We’re honoring Autism Acceptance by publishing April Accommodations—meaning adjustments that other people can do for the autistic people in their lives. (For the flipside, as in things that make life harder for autistics, please see our Autism Checklist of Doom.)
Today we are talking with Lummine, who wants people to stop talking to them like they’re a child.
What is a small switch in behavior other people can make, to ease your life as an autistic person?
I would really appreciate it if people would listen to me carefully before they start treating me like a child. I don’t know what impression I give that makes them not take me seriously, but if they listened carefully they would discover that I am a capable and interesting person, with enough agency, preparation, and knowledge to contribute a lot to my relationship with them.
In linguistics studies, the intention to initiate, maintain, interrupt and end communication is known as the phatic function of language. As explained by the literary critic Roman Jakobson, we learn and develop this function during childhood as a way of relating and strengthening bonds with others. It mainly serves to establish a contact between sender and receiver and leaves the quality or substance of the transmitted information in the background. By prioritizing contact and the channel of communication, it is normal that its most common form is the so-called “small talk,” which is a headache for several autistic people since it is used by allistic (non-autistic) people mainly to avoid awkward silences, and to create a type of fragile familiarity with the people around them.
It is so easy to get carried away by the comfort of just talking for the sake of talking without giving importance to the spoken information, that allistic people sometimes forget how to really listen. Although the phatic function indeed allows the quick and comfortable formation of situationships, it is also true that many of what constitutes these acquaintances are prejudices channeled by the easy harmony between shared opinions and biases.
Listening to the things I’m actually saying (or the things autistic people communicate for that matter) before their neurotypical communication “skills” kick in would allow them to bypass their prejudices and biases, and see beyond that infantilized image they immediately generate about me and besides me.

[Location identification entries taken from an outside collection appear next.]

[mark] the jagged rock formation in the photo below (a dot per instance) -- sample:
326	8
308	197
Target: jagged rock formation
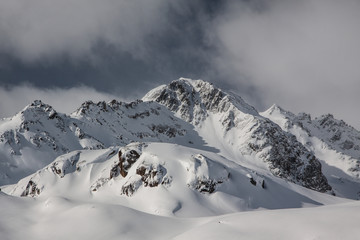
333	140
198	102
185	112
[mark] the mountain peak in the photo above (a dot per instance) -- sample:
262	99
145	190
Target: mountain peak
37	109
193	99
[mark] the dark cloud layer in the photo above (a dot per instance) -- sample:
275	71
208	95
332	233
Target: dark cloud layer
301	54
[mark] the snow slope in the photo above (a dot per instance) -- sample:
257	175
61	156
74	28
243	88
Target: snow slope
187	161
332	141
175	181
36	135
61	218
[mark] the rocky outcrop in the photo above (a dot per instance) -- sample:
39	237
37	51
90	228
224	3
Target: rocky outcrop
194	101
31	190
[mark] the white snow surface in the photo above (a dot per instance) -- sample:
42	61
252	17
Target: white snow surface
188	161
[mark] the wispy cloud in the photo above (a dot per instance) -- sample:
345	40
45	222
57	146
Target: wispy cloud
303	54
63	100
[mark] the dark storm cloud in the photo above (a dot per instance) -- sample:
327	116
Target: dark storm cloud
113	46
301	54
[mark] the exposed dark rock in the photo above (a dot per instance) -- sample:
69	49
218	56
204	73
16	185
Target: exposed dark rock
31	190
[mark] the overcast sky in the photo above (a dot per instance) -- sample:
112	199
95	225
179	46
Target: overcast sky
303	55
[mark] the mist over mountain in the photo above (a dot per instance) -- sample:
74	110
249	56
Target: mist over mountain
185	150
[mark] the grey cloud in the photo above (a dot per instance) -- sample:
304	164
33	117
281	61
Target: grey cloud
43	29
63	100
303	55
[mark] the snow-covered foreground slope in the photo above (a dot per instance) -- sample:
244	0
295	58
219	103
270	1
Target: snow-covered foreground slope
188	161
61	218
164	179
35	136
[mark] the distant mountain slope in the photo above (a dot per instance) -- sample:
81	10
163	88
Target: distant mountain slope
228	123
36	135
333	141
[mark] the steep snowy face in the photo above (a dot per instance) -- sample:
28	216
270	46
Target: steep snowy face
162	179
37	134
192	100
333	141
334	135
239	131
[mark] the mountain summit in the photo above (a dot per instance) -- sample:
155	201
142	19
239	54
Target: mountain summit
189	142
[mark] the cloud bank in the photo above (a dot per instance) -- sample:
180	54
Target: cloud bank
63	100
300	54
303	55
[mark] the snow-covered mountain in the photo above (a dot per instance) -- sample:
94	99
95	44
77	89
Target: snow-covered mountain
38	134
187	149
334	142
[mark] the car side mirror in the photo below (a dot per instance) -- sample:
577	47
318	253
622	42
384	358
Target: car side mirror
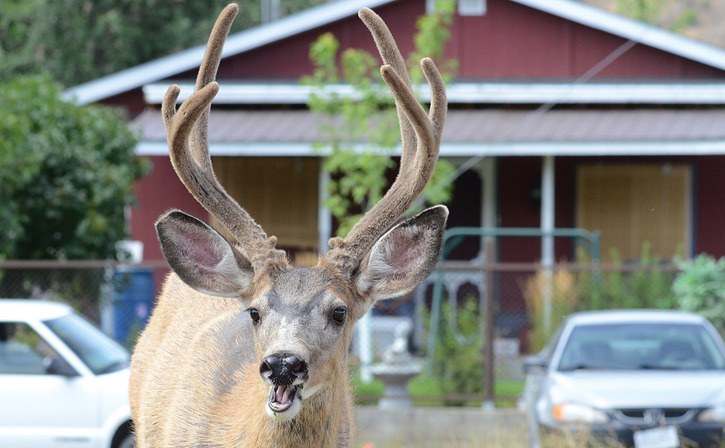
56	365
535	364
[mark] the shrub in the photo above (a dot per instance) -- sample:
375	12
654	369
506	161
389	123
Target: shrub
700	287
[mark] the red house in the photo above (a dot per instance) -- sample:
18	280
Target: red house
567	116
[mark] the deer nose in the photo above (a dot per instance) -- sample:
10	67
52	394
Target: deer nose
283	368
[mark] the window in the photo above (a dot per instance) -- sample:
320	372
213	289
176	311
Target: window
659	346
22	350
100	353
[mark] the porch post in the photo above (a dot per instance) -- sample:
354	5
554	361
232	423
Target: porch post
324	218
547	240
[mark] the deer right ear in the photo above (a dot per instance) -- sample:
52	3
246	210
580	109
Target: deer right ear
201	257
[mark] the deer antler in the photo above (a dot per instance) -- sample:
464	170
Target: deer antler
186	131
421	135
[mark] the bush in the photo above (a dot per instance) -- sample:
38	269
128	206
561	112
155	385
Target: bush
700	287
458	359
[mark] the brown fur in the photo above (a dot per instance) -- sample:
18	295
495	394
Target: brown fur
196	379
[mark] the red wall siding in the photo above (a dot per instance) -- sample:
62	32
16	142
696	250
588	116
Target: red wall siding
158	192
709	206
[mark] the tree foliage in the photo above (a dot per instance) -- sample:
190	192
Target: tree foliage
66	174
363	128
656	12
78	40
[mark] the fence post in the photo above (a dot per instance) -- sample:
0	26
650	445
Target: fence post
490	330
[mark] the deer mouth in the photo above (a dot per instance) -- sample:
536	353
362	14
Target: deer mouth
282	397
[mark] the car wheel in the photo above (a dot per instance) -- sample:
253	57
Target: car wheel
129	441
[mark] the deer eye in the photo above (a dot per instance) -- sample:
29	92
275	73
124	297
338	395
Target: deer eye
254	314
339	314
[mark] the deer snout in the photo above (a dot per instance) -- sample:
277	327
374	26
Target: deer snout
283	368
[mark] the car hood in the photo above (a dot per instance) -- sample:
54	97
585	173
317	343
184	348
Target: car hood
627	389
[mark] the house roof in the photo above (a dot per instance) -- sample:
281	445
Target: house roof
256	37
683	93
492	132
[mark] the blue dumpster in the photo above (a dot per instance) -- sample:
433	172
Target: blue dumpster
133	299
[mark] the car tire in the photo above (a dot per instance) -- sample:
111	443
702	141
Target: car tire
128	441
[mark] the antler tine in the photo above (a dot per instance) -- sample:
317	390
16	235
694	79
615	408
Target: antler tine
417	160
187	133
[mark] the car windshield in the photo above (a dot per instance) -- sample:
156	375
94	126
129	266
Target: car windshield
99	352
656	346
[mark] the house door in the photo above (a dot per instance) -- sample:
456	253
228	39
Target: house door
633	205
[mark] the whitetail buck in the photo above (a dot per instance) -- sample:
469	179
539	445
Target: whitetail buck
244	350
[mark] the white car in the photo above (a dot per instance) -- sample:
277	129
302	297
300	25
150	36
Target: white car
647	378
63	383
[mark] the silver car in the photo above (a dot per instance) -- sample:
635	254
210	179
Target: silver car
645	378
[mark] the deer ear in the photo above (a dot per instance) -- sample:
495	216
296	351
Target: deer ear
201	257
404	256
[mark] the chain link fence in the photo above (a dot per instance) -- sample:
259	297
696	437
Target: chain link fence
115	296
467	347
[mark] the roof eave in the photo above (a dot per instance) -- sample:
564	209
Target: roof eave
634	30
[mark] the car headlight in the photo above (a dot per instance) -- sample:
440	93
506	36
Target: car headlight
577	413
715	414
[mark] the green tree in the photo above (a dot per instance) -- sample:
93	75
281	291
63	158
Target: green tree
78	40
367	118
66	174
653	11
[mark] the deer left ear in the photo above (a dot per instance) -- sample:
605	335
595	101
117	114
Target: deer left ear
404	256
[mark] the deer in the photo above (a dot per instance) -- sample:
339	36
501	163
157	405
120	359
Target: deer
243	349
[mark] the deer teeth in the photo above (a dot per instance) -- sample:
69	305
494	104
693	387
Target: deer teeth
282	397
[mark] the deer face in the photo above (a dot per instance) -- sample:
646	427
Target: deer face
302	318
302	326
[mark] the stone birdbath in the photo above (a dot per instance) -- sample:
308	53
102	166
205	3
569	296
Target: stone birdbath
398	367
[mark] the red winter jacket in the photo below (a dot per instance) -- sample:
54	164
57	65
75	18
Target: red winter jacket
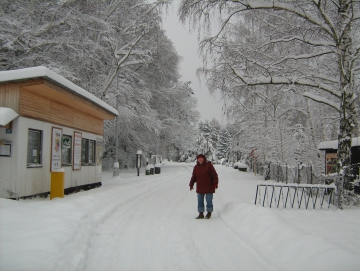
205	177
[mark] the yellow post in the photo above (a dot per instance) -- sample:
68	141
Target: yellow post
57	184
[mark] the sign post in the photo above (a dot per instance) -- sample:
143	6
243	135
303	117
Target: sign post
138	161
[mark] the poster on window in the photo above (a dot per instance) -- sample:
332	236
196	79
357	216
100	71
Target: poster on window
99	151
77	151
56	148
331	166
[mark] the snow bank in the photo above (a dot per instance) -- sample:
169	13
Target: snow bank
44	72
280	238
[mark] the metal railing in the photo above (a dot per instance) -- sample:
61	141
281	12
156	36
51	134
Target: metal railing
294	195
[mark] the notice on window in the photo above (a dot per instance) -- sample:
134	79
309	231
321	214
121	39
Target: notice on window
77	151
56	148
5	148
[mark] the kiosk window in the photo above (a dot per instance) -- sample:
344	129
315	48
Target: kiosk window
91	152
66	150
84	151
34	148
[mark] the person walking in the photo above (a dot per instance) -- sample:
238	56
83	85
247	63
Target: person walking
206	179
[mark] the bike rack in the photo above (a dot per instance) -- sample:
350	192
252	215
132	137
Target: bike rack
292	191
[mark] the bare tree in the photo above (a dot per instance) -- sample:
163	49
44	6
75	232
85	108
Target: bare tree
311	45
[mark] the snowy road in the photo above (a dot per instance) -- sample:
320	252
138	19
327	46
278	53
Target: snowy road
156	230
148	223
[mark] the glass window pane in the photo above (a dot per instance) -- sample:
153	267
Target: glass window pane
84	151
66	150
92	152
34	147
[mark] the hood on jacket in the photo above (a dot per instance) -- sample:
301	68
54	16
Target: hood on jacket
203	156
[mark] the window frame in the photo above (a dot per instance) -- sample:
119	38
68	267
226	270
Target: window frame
38	164
93	154
70	150
86	163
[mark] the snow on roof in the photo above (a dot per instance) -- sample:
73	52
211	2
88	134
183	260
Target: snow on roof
7	115
333	144
44	72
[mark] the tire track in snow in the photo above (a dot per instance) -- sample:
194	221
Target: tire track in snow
158	232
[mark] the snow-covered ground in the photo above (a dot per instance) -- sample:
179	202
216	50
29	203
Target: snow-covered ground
148	223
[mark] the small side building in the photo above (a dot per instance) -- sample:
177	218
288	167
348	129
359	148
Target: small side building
48	123
331	147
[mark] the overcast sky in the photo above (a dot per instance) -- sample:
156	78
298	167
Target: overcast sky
186	44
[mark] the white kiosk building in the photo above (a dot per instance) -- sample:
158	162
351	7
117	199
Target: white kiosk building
48	123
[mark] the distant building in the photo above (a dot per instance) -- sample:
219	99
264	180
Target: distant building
48	123
331	147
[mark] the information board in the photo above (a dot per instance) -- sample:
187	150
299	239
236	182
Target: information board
77	151
56	148
5	148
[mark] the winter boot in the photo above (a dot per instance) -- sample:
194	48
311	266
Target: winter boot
201	216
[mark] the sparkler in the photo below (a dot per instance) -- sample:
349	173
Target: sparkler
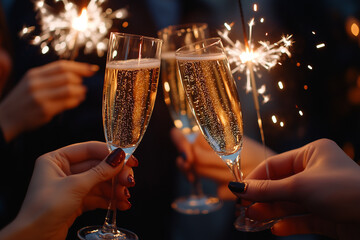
68	31
246	58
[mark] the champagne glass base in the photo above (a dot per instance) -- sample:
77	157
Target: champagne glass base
95	233
245	224
194	204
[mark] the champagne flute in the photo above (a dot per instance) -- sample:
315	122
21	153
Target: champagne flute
175	37
130	86
211	91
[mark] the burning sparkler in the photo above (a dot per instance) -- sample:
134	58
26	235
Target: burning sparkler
67	31
244	57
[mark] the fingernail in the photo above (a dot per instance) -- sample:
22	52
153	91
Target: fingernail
238	187
115	157
183	155
136	162
131	179
126	192
94	68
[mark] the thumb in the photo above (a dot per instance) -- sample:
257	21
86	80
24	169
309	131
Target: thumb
106	169
263	190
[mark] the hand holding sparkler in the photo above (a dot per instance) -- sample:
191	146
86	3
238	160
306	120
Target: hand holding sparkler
43	93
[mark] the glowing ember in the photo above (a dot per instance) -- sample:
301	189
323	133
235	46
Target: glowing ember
321	45
266	55
67	31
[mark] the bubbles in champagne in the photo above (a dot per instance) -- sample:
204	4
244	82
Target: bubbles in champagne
211	91
128	100
175	98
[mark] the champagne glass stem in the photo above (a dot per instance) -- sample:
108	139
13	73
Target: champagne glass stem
196	184
110	219
235	168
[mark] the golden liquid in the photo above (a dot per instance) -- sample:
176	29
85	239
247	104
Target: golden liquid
128	100
212	93
174	95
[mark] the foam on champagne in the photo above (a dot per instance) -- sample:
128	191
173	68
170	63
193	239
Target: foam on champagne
134	64
201	57
168	55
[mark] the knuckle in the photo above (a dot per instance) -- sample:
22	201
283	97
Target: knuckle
100	172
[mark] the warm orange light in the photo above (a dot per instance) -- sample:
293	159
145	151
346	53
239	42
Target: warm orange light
354	29
80	23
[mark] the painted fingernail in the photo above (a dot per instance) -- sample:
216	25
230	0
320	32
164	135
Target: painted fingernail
238	187
183	155
131	179
126	192
94	68
115	158
136	162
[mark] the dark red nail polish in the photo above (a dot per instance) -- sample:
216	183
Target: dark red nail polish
136	162
238	187
115	158
131	179
129	203
126	192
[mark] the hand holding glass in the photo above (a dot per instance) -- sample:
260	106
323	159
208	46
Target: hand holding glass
211	91
175	37
130	86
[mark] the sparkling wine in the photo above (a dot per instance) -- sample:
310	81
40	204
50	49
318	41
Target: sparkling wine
128	100
212	93
174	95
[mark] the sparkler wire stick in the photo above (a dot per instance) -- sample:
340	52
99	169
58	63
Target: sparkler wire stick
251	75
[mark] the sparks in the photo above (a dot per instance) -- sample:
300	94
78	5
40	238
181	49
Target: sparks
321	45
266	55
67	31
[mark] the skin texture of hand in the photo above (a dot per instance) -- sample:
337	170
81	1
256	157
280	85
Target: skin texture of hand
5	68
67	182
208	164
314	189
43	93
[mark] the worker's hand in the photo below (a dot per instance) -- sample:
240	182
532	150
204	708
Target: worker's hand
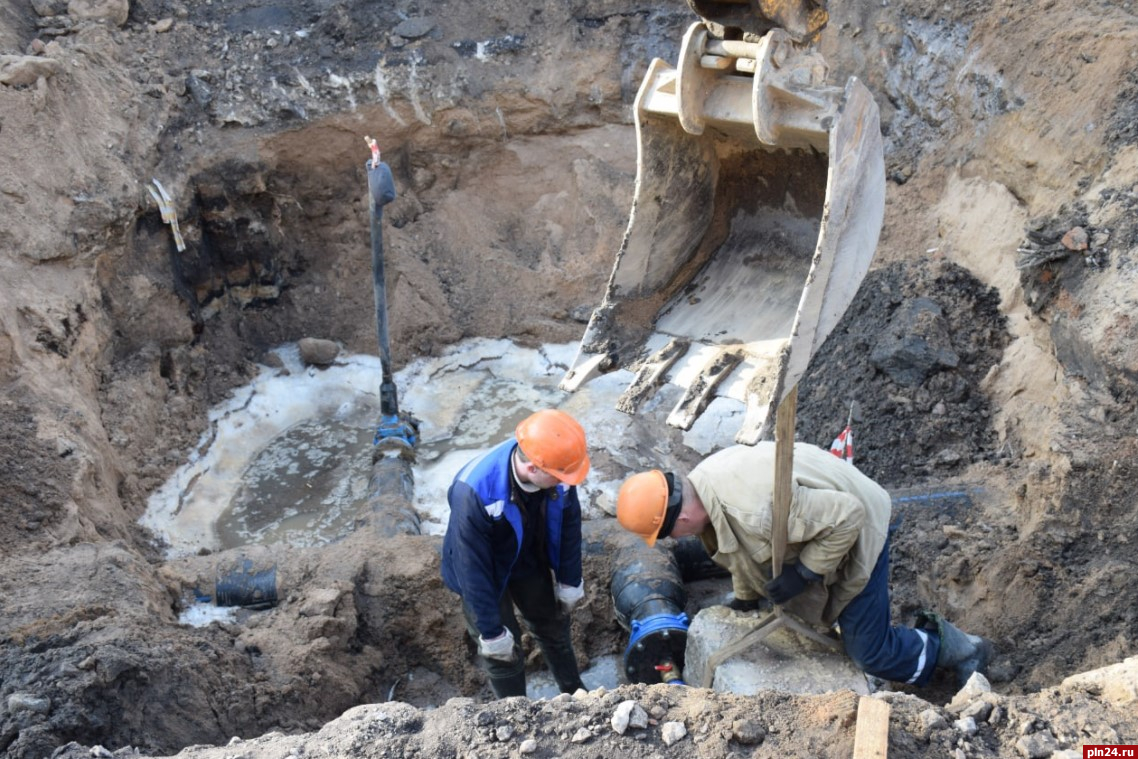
790	583
500	648
569	595
743	604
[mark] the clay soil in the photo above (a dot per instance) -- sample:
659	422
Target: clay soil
982	357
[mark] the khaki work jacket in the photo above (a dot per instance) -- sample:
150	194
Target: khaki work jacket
836	528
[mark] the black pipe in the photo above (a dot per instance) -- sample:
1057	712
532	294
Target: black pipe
649	599
380	192
694	562
246	586
390	493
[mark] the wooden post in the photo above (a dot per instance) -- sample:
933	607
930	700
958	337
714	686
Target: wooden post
784	475
871	737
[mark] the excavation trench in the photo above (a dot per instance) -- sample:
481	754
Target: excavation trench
274	487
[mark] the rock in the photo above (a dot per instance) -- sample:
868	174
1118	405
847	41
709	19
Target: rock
628	714
1116	683
110	11
978	710
412	29
1075	239
966	725
748	732
19	71
673	732
932	720
29	702
315	352
915	344
1037	745
975	687
49	8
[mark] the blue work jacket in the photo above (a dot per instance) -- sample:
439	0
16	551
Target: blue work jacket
475	564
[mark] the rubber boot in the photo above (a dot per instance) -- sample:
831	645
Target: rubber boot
506	685
958	651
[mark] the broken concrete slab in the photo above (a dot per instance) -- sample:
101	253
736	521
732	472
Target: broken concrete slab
783	661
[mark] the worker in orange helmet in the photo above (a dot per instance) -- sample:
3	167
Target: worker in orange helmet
836	552
513	541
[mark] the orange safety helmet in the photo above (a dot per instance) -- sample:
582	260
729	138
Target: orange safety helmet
555	443
643	502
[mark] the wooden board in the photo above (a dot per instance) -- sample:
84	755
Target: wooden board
871	740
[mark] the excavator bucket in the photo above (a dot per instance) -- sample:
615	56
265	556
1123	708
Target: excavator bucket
758	205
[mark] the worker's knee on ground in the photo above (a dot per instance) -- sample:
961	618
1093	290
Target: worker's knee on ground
871	657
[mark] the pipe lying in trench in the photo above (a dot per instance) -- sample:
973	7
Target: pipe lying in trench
390	488
393	426
649	599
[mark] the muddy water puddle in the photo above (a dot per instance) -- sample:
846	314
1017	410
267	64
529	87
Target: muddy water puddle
288	458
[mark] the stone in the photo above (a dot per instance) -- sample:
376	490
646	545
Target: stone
1037	745
315	352
412	29
673	732
628	714
109	11
21	71
915	344
29	702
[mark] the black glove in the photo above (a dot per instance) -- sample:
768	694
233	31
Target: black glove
740	604
790	583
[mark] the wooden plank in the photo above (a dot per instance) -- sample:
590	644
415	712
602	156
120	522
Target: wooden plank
871	739
784	475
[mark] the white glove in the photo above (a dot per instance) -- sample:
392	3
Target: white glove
568	595
500	648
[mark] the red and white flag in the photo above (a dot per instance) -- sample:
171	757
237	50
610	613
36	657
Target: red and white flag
843	445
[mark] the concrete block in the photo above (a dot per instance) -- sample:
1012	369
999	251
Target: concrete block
782	661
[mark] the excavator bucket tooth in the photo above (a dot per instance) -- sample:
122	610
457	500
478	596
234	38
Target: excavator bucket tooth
651	374
701	388
758	205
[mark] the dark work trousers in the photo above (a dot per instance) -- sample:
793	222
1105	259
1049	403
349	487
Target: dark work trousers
899	654
533	595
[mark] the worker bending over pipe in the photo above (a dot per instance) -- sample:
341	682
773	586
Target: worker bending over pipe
836	552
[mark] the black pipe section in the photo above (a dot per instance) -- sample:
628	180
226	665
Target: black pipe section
390	493
694	562
649	599
393	426
380	192
246	586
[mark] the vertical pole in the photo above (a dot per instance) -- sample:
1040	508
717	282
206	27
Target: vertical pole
381	191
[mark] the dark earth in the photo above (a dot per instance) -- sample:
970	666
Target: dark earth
989	369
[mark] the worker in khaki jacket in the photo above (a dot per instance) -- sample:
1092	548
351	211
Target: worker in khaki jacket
836	560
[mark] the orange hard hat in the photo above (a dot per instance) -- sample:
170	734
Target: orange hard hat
643	502
555	443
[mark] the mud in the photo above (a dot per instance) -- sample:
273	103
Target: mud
511	139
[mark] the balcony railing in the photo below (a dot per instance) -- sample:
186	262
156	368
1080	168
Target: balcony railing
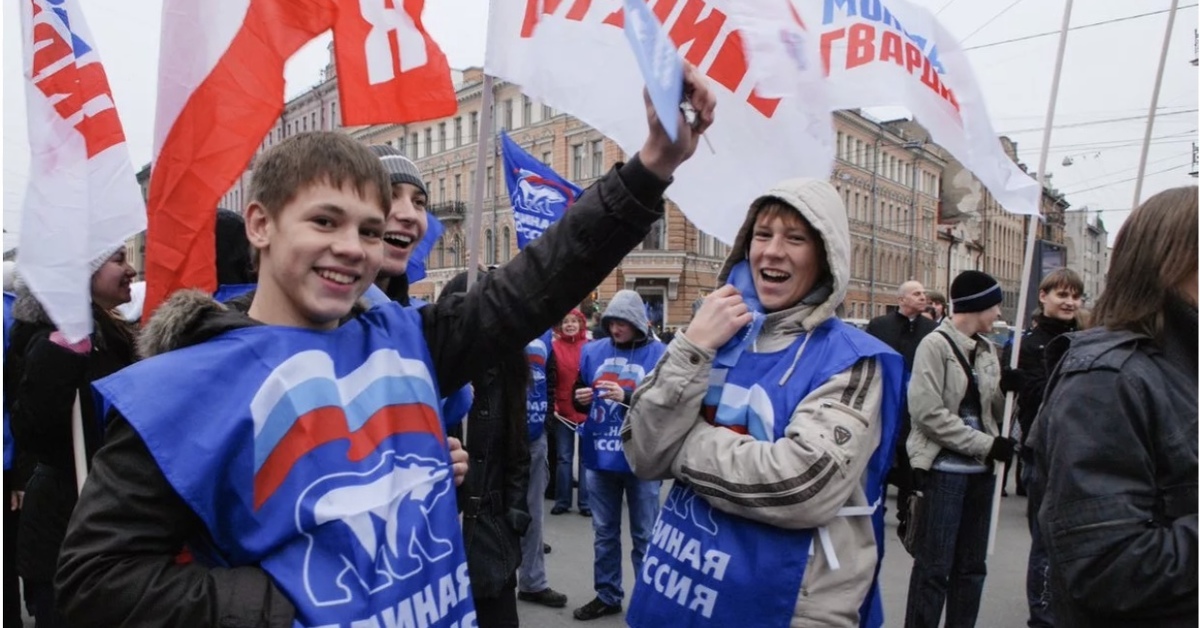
450	210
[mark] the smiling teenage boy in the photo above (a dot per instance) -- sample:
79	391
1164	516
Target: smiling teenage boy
315	488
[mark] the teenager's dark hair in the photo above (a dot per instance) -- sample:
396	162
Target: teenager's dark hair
318	157
1155	252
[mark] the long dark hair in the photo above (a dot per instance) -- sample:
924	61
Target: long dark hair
1155	252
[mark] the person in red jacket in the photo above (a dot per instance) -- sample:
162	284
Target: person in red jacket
568	345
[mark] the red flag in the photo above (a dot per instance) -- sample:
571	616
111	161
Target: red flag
388	66
221	90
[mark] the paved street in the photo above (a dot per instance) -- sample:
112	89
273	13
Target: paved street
1003	598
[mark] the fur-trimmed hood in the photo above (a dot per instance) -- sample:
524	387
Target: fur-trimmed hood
822	208
190	317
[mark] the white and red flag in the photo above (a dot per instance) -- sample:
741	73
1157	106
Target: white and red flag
83	197
573	55
221	90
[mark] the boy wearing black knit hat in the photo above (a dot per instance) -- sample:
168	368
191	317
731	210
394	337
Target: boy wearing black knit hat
957	405
407	222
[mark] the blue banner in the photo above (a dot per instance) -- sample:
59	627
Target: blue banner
538	193
435	229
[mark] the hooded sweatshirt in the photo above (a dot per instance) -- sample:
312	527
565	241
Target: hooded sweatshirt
567	362
805	478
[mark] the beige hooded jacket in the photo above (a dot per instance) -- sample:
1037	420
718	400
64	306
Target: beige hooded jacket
801	480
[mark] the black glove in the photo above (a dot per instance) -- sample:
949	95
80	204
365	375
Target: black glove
1002	448
1012	380
919	478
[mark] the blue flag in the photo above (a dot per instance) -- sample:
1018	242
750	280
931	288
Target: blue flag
415	270
538	193
659	61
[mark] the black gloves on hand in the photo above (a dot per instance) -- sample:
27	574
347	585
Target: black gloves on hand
1002	449
1012	380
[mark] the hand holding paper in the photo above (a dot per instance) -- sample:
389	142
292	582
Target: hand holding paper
663	155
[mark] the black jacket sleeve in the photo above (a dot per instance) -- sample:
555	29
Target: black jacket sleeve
118	563
514	304
581	383
1102	514
41	412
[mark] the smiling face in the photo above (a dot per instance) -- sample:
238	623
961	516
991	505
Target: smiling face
786	257
111	282
319	252
1060	303
407	223
571	326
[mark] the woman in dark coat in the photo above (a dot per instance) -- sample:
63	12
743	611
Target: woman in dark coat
492	498
1115	441
42	375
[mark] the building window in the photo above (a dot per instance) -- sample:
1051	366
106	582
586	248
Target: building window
577	161
597	157
655	240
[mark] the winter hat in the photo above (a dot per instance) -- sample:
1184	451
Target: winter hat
975	292
103	257
628	306
400	168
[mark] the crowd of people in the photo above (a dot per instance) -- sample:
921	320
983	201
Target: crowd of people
311	485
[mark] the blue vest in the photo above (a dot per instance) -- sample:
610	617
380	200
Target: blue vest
600	447
319	456
10	449
708	568
538	399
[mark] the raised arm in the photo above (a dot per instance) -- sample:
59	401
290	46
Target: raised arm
513	305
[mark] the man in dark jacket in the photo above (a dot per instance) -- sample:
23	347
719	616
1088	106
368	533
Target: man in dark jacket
492	498
903	330
132	516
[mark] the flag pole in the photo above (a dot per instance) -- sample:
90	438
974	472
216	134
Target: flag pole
1031	235
477	213
1153	105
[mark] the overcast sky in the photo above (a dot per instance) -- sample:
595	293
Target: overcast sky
1109	75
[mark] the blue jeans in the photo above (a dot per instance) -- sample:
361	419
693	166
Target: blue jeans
951	562
532	574
564	446
642	497
1037	574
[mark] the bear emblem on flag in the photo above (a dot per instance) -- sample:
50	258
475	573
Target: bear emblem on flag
383	515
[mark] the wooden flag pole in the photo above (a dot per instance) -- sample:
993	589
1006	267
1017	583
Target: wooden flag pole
1153	105
1031	237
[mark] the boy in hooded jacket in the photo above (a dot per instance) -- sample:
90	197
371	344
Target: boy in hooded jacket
775	420
610	370
316	490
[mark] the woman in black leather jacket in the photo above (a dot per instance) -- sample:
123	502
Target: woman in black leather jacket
1116	437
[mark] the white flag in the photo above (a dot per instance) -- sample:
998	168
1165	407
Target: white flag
83	197
891	52
574	57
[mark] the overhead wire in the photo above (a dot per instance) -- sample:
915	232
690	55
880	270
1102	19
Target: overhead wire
1069	29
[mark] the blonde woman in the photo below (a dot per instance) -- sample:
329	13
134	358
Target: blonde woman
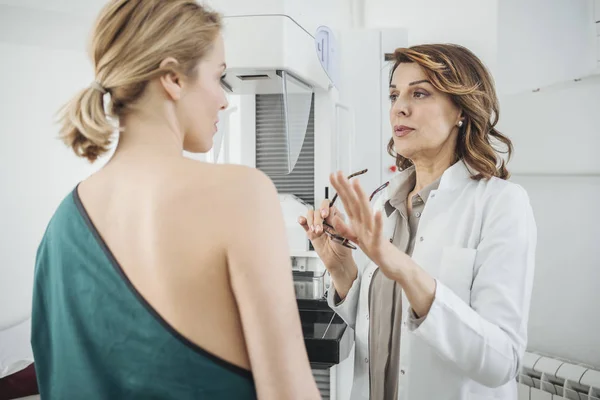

How will this accommodation make your life easier?
My life would be so much easier with this accommodation because it would make people notice me as a potential romantic partner or a friend, a solid candidate for a job, or a whole adult with a series of interests and skills.
What is one thing that brings you joy?
I enjoy being around my friends but just one of them at a time and on different dates and settings doing activities that suit better with their personalities like drinking coffee and talking about books with one, playing card games with another and sharing our special interests with my best friend who’s also autistic.